In Zahlen gegossen heißt das: Während der Nettobeitrag der 23 EU-Länder ohne Sonderregelung um durchschnittlich acht Prozent steigen wird, liegt der Zuwachs bei der privilegierten Viererbande bei rund 15 Prozent. Österreich würde somit auf einen zusätzlichen Obolus von knapp 400 Millionen Euro kommen, hat das Berliner Jacques-Delors-Institut berechnet. Und diese Summe ist noch ziemlich konservativ geschätzt, weil sie auf dem britischen Nettobeitrag von 2014 und 2015 in Höhe von rund zehn Milliarden Euro basiert. Wegen der weit über dem EU-Schnitt liegenden wirtschaftlichen Entwicklung des Königreichs vergrößert sich der positive Saldo laufend.

Schockwirkung

"Das ist ein Schock für diese vier Länder", sagt dazu Jörg Haas vom Delors-Institut im Gespräch mit dem Standard. Von einer radikalen Kürzung des durch den Brexit verursachten Finanzierungsbedarfs hält er aber trotzdem nichts. Die genannten zehn Milliarden Euro entsprächen in etwa den gesamten Ausgaben für die Forschung oder für die Außen- und Sicherheitspolitik der Union.

Zudem verweist er darauf, dass Länder wie Deutschland oder Österreich viel stärker vom Binnenmarkt profitierten als Staaten am Rand der Union. Und noch ein Argument wirft der Wissenschafter in die Waagschale: "Eigentlich sollten alle Rabatte in der EU abgeschafft werden."

"Money back"

Sie gehen auf Margaret Thatcher zurück, die 1984 ihr berühmtes "I want my money back" postulierte. Die verstorbene frühere britische Regierungschefin hatte nach ihrer legendären Rede beim EU-Ratstreffen im französischen Fontainebleau tatsächlich erreicht, dass London zwei Drittel seines Nettobeitrags im jeweils folgenden Jahr zurückerhält. Das hat in der seither verstrichenen Zeit das hübsche Sümmchen von 111 Milliarden Euro ergeben. Besonders argwöhnisch wurde auf die Vergünstigung geschielt, als 2004 die erste Osterweiterung startete. Mit dem Ergebnis, dass sogar die ärmeren neuen Mitgliedsstaaten den Britenrabatt mitfinanzieren müssen.
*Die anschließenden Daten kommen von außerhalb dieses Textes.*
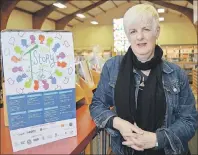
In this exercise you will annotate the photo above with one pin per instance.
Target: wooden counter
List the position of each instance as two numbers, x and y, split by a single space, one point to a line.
86 130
2002 haben dann einige im Verhältnis zu ihrer Wirtschaftskraft besonders große Nettozahler eine Entlastung durchgesetzt. Deutschland, Schweden, die Niederlande und eben Österreich müssen seither nur für ein Viertel dessen aufkommen, was sie zur Finanzierung des Britenrabatts eigentlich leisten müssten.

Schlechte Position

Die ohnehin schon schwierigen Verhandlungen zum EU-Haushalt – der aktuelle Finanzrahmen läuft bis 2020 – werden durch den Brexit somit noch problematischer. Die Position der Nettozahler ist dabei nicht die beste: Gibt es keine Einigung, wird einfach das Budget des Vorjahres fortgeschrieben – Kürzungen sind also per se nicht vorgesehen. Für eine Reform des Haushalts spricht dennoch viel. Der Chef des Münchner Ifo-Instituts, Clemens Fuest: "Erhebliche Teile der EU-Ausgaben, insbesondere im Bereich der Agrarpolitik und der Regionalpolitik, erbringen keinen Mehrwert." (Andreas Schnauder, 26.3.2017)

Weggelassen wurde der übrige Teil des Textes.